LLVM and loop optimizations

Hello,

We are currently evaluating LLVM as a compiler technology against Open64 and have a few questions regarding its currently status with respect to optimizations in particular.

Control flow is often expensive on the architectures we are considering and as such loop optimizations, e.g. unroll and jam, can play an important role. For example, consider the following program

int a[4][4];

int b[4][4];

int c[4][4];

int main(void)

{

int i, j, k;

for(i = 0; i < 4; i++)

{

for(j = 0; j < 4; j++)

{

c[i][j] = 0;

for (k = 0; k < 4; k++)

c[i][j] = a[i][k] * b[k][j] + c[i][j];

}

}

return c[2][3];

}

If I compile this with std-compile-opts the inner loops are completely unrolled and thus unroll-and-jam is not important here but I’m assuming this is down to the fact that the loop bounds are known and small. Assuming this was not the case what I would like to be able to do is unroll the loop iterating over “j” some number of times and then fuse the resulting instances of the inner loop, e.g:

for(i=O; i<4; i++)

for(j=O; j<4; j+=2)

{

c[i][j] = 0;

c [i][j+1]= 0;

for(k=O; k<4; k++)

{

c[i] [j] = a[i][k]*b[k] [j]+c[i][j];

c[i][j+1]= a[i][k]*b[k] [j+1]+c[i] [j+1];

}

}

Of course this is the well known unroll-and-jam optimization, described by Car and Kennedy*, and I was wondering if there are plans to add this and other additional loop optimizations to LLVM in the near future?

Thanks for any information you can provide around this.

Ben

*S. Carr and K. Kennedy, “Improving the ratio of memory operations to floating-point operations in loops,” ACM Transactions on Programming Languages and Systems, vol. 16, no. 6, pp. 1768-1810, 1994.

image001.gif

Benedict,

LLVM has a reasonably nice loop optimization framework and support code like loop extraction and SCEV, but relatively few existing loop optimizations. I think it would be relatively easy for you to add the ones you want. In addition, we have just begun developing a new parallelizing compiler infrastructure based on LLVM at Illinois and I expect more loop optimizations for both parallelism and locality to be added in the near future.

–Vikram

http://llvm.org/~vadve

Hello Dr. Adve,

Can you please tell us more about the new parallelizing compiler
infrastructure ? This sounds very interesting and I would like to
contribute to such an effort.

Thank you,
-Nadav Rotem

Hi Benedict,

As others have said, LLVM does not have much in the way of high-level dependence-analysis based loop transformations. There are several groups that are interested in this, so I expect this to start improving over the next months.

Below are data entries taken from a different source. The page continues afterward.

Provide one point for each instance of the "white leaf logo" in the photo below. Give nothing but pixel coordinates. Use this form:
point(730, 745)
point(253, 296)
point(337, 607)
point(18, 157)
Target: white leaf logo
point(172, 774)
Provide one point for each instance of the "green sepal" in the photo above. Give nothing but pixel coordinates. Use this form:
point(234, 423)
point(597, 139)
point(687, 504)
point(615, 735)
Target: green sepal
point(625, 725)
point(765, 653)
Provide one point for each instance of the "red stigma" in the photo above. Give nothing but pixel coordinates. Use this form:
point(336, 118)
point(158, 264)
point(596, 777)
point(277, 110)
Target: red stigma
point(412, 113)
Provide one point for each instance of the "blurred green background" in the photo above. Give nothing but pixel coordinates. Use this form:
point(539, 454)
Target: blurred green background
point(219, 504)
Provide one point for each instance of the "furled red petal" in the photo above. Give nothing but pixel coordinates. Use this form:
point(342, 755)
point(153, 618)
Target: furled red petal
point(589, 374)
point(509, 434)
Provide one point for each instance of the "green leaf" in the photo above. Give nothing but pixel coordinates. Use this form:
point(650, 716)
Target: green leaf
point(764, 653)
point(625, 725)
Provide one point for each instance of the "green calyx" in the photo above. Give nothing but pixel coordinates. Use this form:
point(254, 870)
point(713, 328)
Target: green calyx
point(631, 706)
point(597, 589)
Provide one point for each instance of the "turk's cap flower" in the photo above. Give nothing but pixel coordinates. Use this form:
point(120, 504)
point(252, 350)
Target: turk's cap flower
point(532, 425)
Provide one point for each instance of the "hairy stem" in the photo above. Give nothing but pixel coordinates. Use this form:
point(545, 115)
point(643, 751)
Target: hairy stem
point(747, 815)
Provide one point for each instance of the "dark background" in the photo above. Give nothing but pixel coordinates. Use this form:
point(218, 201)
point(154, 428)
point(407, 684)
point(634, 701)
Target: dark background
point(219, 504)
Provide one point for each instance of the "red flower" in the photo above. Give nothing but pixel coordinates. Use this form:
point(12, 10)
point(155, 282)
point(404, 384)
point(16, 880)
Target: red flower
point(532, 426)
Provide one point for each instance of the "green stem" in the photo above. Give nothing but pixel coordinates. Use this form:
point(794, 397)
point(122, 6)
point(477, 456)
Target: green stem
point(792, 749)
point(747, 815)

Pragmatically speaking, the right choice for you probably depends on your goals. If you need to get something running as soon as possible and need these high level loop xforms, Open64 is probably the way to go. If you are interested in the long term and interested in contributing to make this happen, I strongly believe LLVM is a better choice than Open64. We would obviously welcome any input and contributions from AMD of course.

-Chris